GOP's 'Act Of Mercy' Could Result In 24 Million People Losing Health Care

A 64-year-old who makes $26,500 could face a 700 percent jump in premiums.

WASHINGTON ― As they seek to replace Obamacare with a conservative alternative, Republicans are discovering that finding the right sales pitch on health care can be an incredibly delicate task. For weeks now, the party has touted its plan as a compassionate salve to the woes of Obamacare ― without acknowledging that there are serious trade-offs in return.

House Speaker Paul Ryan (R-Wis.) has gone so far as to call the bill an “act of mercy.”

On Monday, the actual costs of that act were outlined by the nonpartisan Congressional Budget Office, and it did not resemble mercy.

Under the Republican plan, repealing the Affordable Care Act could result in 24 million people losing health care coverage over the next decade. Older Americans would have to pay significantly more for insurance. A single 64-year-old who makes $26,500, for example, could face a 700 percent jump in premiums (from $1,700 now to $14,600 under the GOP bill).

Ryan tried to seize the parts of the CBO score that confirm his ideological vision ― mainly the deficit reduction and decreased spending on Medicaid. But as a practical political matter, the study is unambiguously damaging, if only for how dramatically different its projections are from the GOP’s health care promises. That’s especially true for President Donald Trump.

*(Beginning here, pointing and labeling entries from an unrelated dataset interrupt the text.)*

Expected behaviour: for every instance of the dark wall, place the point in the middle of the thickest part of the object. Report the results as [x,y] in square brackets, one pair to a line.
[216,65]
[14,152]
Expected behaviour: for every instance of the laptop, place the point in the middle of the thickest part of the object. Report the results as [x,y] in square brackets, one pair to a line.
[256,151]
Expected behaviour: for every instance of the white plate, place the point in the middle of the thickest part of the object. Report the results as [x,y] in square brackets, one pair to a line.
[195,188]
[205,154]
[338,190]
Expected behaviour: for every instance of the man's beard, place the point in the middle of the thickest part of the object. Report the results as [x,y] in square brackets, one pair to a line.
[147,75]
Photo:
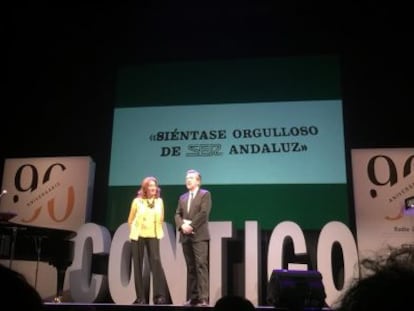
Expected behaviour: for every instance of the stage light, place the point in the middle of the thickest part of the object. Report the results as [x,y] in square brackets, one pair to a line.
[296,290]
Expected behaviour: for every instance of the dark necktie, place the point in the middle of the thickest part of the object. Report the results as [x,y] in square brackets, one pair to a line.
[189,202]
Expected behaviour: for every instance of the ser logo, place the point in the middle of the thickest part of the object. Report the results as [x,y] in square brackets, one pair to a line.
[203,150]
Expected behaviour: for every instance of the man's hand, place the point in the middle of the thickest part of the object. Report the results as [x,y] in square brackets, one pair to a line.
[186,228]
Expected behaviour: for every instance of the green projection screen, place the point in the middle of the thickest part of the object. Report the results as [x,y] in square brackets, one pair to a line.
[266,135]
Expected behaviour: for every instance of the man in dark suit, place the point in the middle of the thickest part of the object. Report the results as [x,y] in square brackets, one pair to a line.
[191,219]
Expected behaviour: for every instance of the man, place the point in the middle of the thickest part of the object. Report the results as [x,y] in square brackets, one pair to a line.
[191,219]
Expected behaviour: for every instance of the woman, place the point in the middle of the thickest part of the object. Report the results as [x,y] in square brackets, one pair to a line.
[145,221]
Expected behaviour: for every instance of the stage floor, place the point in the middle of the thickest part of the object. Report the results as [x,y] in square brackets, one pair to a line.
[72,306]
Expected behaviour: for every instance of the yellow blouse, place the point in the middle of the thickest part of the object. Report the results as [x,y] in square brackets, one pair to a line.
[145,221]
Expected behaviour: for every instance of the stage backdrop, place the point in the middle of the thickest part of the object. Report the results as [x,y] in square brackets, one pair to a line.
[383,178]
[266,135]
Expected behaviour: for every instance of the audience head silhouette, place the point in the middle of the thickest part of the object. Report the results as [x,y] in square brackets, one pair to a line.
[16,292]
[386,283]
[233,302]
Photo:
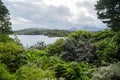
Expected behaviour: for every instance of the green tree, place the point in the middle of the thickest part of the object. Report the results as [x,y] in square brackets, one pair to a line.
[109,12]
[4,20]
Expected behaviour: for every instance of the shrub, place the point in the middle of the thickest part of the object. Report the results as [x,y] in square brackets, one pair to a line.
[55,48]
[12,55]
[28,72]
[79,47]
[73,71]
[4,73]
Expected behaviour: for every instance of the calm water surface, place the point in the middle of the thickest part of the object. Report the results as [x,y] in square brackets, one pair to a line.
[29,40]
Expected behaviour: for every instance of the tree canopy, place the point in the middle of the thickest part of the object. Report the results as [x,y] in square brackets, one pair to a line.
[109,12]
[4,20]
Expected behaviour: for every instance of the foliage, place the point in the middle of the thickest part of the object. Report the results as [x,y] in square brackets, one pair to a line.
[12,55]
[39,45]
[111,72]
[28,72]
[4,73]
[73,71]
[55,48]
[4,20]
[109,12]
[5,38]
[79,47]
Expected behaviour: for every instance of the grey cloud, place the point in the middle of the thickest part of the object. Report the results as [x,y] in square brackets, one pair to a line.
[46,16]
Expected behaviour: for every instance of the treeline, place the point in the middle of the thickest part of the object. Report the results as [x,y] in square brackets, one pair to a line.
[46,32]
[82,55]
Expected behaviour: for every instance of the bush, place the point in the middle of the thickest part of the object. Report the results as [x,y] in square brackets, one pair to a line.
[4,73]
[111,72]
[55,48]
[79,47]
[28,72]
[12,55]
[73,71]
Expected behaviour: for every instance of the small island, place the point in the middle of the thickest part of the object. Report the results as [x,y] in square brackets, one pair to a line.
[42,31]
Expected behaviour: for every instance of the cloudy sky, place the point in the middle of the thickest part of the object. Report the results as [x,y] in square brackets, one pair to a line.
[58,14]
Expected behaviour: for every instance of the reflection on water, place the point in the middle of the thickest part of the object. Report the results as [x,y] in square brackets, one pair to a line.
[29,40]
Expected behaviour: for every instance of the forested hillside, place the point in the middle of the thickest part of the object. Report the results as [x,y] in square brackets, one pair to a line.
[41,31]
[82,55]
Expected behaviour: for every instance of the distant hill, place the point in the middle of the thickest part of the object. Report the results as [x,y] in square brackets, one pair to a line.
[42,31]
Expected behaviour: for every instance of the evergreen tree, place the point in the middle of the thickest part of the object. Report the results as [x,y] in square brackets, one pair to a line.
[109,12]
[4,20]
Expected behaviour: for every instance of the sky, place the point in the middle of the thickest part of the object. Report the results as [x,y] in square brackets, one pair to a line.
[53,14]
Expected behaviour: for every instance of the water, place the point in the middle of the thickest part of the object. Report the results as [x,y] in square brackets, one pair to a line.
[29,40]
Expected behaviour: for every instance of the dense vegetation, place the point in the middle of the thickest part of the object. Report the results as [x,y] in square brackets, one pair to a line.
[41,31]
[82,55]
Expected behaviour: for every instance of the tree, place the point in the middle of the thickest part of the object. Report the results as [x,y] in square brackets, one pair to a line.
[4,20]
[109,12]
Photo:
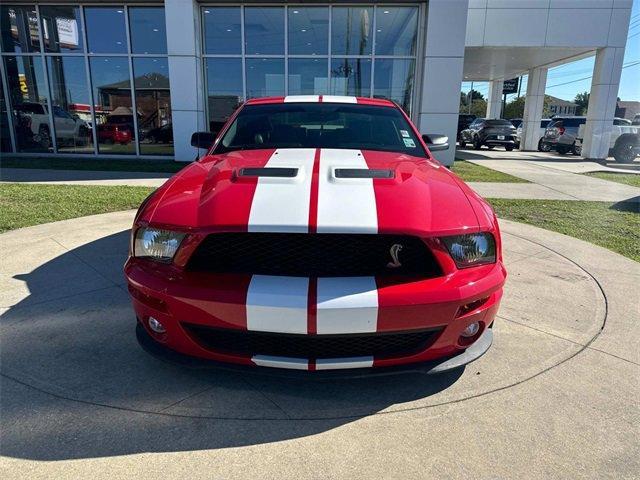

For example, Trump told CBS’ “60 Minutes” shortly after being elected that “everybody’s got to be covered” while conceding that such a proclamation was “an un-Republican thing” for him to say. Later, he explained that the way to do it would be that “the government’s going to pay for it.” And just a few months back, Trump promised that he would provide “insurance for everyone.”

Donald Trump, in a Nov. 11, 2016, interview with "60 Minutes," said of the health care plan, "Everybody's got to be covered."
Donald Trump, in a Nov. 11, 2016, interview with "60 Minutes," said of the health care plan, "Everybody's got to be covered."

The CBO report suggests that the bill the president is now endorsing would fall far short. Instead of the government paying for coverage, it would spend $337 billion less over 10 years in large part because it would no longer be paying for states to expand Medicaid access to low-income individuals. Instead of everyone getting coverage, 14 million people would stand to lose insurance in the first year if the GOP legislation is enacted.

Trump also pledged, during a GOP primary debate and long thereafter, that health care under his presidency was “going to be inexpensive” and “much better for the people at the bottom, people that don’t have any money.”

The bill that now has his name attached to it would do none of this, according to the CBO. Lower-income people would get less funding help to purchase insurance than those with higher incomes. The Medicaid expansion would be rolled back. And while premiums would go down over time, it would be because those with expensive premiums would simply forgo insurance entirely. In fact, in the first year, the CBO estimated, premiums would be up to 20 percent higher.

Trump also vowed not to cut Medicaid and told Dr. Mehmet Oz  on “The Dr. Oz Show” in September that he would expand coverage for the indigent through the government program. The CBO made it clear that federal expenditures on Medicaid would be reduced by $880 billion over 10 years ― a prospect that has upset even some Republican governors who have seen the benefits of the expansion in their own states.

On Sunday, Health and Human Services Secretary Tom Price promised that “nobody will be worse off financially” under the GOP plan ― another pledge that the CBO shot down Monday. In addition to certain segments of the population having to pay more for insurance ― most significantly older, lower-income Americans ― people without coverage would likely face steep medical bills that they would have to pay without the help of insurance.

Speaking outside the White House shortly after the CBO score was released, Price said he “strenuously” disagreed with its findings, arguing that the organization failed to take into account reforms that would follow the passage of this bill.

What he failed to mention is that many of those reforms would require Democratic votes in the U.S. Senate (something that Trump will struggle to get) and that the head of the CBO, Keith Hall, was appointed to his post in 2015 on the recommendation of then-Rep. Price.